The primary TCP/IP process keeps the backup process ready to take over by
checkpointing all configuration changes and socket creation, deletion, and state changes.
A NonStop TCP/IP process provides a persistent TCP/IP process, which recovers from
processor failure and Subsystem Control Facility (SCF) primary requests.
If the backup process of a TCP/IP NonStop pair abends for any reason, the primary
process tries to restart the backup process (in the configured processor) after delaying
for a period of time. This time period increases after each failure until it reaches a
maximum value of ten minutes. An EMS message is issued when the backup process
has abended and displays the time after which the primary process attempts to create the
backup. The time period for recovery initially begins at 5 seconds with a maximum
delay of 10 minutes. It will be reset to the initial value each time the backup processor is
reloaded. When the backup process abends it creates a saveabend dump file. The
saveabend file created contains only the stack area of the process and not the full QIO
segment. If the backup abends during its initialization code, no saveabend file is created.

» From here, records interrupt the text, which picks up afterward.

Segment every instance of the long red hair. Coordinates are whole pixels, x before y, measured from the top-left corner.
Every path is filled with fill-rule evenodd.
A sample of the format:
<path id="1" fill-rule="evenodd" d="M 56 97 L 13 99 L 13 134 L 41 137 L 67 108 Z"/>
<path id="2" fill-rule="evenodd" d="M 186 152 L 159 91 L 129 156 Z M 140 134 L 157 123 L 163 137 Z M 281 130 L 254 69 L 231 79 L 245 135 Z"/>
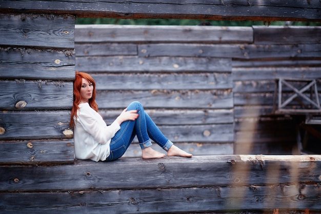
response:
<path id="1" fill-rule="evenodd" d="M 89 106 L 95 111 L 98 112 L 98 105 L 95 101 L 96 98 L 96 83 L 95 81 L 90 75 L 87 73 L 76 71 L 76 77 L 73 84 L 73 106 L 71 110 L 70 122 L 69 123 L 71 128 L 73 128 L 75 125 L 74 117 L 77 120 L 77 111 L 79 109 L 78 105 L 82 100 L 80 90 L 82 88 L 83 78 L 86 80 L 88 82 L 92 83 L 93 86 L 92 96 L 89 100 Z"/>

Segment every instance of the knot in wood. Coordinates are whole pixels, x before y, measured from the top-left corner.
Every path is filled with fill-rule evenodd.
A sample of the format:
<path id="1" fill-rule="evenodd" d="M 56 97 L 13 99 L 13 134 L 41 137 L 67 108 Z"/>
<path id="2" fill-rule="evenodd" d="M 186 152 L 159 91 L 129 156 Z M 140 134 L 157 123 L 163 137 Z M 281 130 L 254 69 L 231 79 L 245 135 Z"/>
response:
<path id="1" fill-rule="evenodd" d="M 299 194 L 299 195 L 297 196 L 297 199 L 299 200 L 304 200 L 305 198 L 305 196 L 303 194 Z"/>
<path id="2" fill-rule="evenodd" d="M 165 165 L 163 163 L 158 163 L 158 168 L 162 169 L 165 169 Z"/>
<path id="3" fill-rule="evenodd" d="M 208 130 L 206 130 L 203 131 L 203 135 L 205 137 L 209 137 L 211 135 L 211 132 Z"/>
<path id="4" fill-rule="evenodd" d="M 6 132 L 6 129 L 3 127 L 0 127 L 0 134 L 3 134 Z"/>
<path id="5" fill-rule="evenodd" d="M 63 133 L 68 138 L 72 138 L 73 136 L 73 131 L 71 129 L 65 129 Z"/>
<path id="6" fill-rule="evenodd" d="M 16 108 L 21 109 L 24 108 L 27 105 L 27 103 L 25 101 L 19 101 L 15 104 L 15 107 Z"/>
<path id="7" fill-rule="evenodd" d="M 27 144 L 27 147 L 31 149 L 32 147 L 33 147 L 33 145 L 32 144 L 32 143 L 29 142 Z"/>

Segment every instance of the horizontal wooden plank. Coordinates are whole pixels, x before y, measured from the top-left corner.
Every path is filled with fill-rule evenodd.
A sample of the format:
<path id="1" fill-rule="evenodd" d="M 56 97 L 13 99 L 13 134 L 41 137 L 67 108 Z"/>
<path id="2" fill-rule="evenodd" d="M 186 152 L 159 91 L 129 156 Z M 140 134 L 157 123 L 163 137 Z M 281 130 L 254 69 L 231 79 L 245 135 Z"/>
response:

When using TCP/IP as a NonStop process pair, it is important to configure the QIO
subsystem in the backup processor with at least the same resources with which the
primary processor has been configured. Failure to do so may result in the TCP/IP
backup process being unable to process some checkpoint messages or even preventing it
from starting up successfully.
Refer to the Tandem TCP/IP Configuration and Management Manual for more
information about running TCP/IP as a NonStop process pair.
Note. QIO is a data communications subsystem that performs input and output (I/O) to and
from a local area network (LAN) controller.